National college media keynote speaker discusses the future of print journalism

(AUSTIN, TEXAS) – The future of journalism is online as newspapers seek to cut printing costs, Pulitzer Prize winning journalist Ken Herman told student journalist gathered for the College Media Association convention.

“The goal is to get rid of the print edition of the paper,” Herman said.

Herman said, noting printing and delivery costs are viewed as expendable.

“Newspapers were a little slow to realize the importance of the Internet,” Herman said. “Print doesn’t compare to the amount of people that can be reached by digital media.

It is all part of the transition, Herman said.

“There is more and better (news) covered online,” Herman said.

Herman used the example that if a sporting event takes place late on Saturday evening the Sunday print edition is going to advise readers to see the story posted on the website.

Herman has seen many changes in the news business over his career and said that there are people in the younger generations that will never pick up a newspaper.

“Younger people will not read it,” Herman said. “Ten to 15 years all newspapers will be moving online.”

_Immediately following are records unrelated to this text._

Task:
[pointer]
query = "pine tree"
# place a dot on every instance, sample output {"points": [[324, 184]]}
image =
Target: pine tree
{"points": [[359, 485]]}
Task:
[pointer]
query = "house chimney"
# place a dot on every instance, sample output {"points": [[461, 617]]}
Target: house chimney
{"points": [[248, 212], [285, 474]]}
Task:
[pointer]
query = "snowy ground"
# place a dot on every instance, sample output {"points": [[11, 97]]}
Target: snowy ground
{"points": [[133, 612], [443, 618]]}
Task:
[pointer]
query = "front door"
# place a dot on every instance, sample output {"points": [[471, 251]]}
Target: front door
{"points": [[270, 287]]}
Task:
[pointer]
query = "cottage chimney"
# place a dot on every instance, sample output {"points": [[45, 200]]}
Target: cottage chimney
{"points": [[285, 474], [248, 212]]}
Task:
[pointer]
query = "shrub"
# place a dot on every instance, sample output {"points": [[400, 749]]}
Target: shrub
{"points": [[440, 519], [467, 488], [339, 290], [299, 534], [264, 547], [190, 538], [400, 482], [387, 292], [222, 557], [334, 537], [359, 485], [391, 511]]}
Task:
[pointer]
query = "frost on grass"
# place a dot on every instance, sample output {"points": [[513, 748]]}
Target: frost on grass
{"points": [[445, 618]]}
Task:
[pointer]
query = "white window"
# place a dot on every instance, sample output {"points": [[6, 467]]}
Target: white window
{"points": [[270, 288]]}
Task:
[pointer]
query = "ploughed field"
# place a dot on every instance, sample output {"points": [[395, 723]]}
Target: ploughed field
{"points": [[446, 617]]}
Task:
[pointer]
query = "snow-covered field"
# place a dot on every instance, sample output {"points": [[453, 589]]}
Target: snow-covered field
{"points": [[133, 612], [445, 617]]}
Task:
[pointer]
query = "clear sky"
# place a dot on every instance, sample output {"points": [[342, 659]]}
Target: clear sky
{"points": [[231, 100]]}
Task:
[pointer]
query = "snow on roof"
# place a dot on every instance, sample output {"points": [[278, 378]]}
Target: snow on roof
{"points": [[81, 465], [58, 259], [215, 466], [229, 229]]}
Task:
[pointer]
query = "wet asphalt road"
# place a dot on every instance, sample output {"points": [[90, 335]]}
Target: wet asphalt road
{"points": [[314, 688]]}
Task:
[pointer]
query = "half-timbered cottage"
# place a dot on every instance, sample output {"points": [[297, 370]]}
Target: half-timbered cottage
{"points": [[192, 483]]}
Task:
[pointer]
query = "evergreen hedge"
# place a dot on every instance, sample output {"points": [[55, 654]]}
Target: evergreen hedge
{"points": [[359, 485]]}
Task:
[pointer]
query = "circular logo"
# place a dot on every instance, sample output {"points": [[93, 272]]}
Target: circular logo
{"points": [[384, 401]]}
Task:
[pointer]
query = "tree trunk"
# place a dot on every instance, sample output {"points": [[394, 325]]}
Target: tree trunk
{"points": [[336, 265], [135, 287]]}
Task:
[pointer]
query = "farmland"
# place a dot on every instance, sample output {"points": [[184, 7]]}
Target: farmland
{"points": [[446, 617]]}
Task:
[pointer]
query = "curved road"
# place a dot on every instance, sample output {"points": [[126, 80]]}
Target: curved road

In the 80’s and 90’s they told us we needed to get more young people reading the paper, Herman said. “Total failure,” he said.

Young people will grow older, graduate college, get married, raise children and begin paying more attention to the things around them, he said, noting that as people get older, they pay more attention to events. Yet that doesn’t mean younger generations will pick up printed newspapers.

Herman concluded his address by fielding questions from the student journalists about his career and the difficulties experienced with transitioning to a digital format.

Herman began his journalism career in 1975 and worked for local papers, The Associated Press in various locations and then the American Statesman in Austin, Texas, as Capitol Bureau Chief.

Herman won the Pulitzer for meritorious public service in 1977, while working the Lufkin Daily News.

“We should expose ourselves to things we disagree with – makes us better people,” Herman said.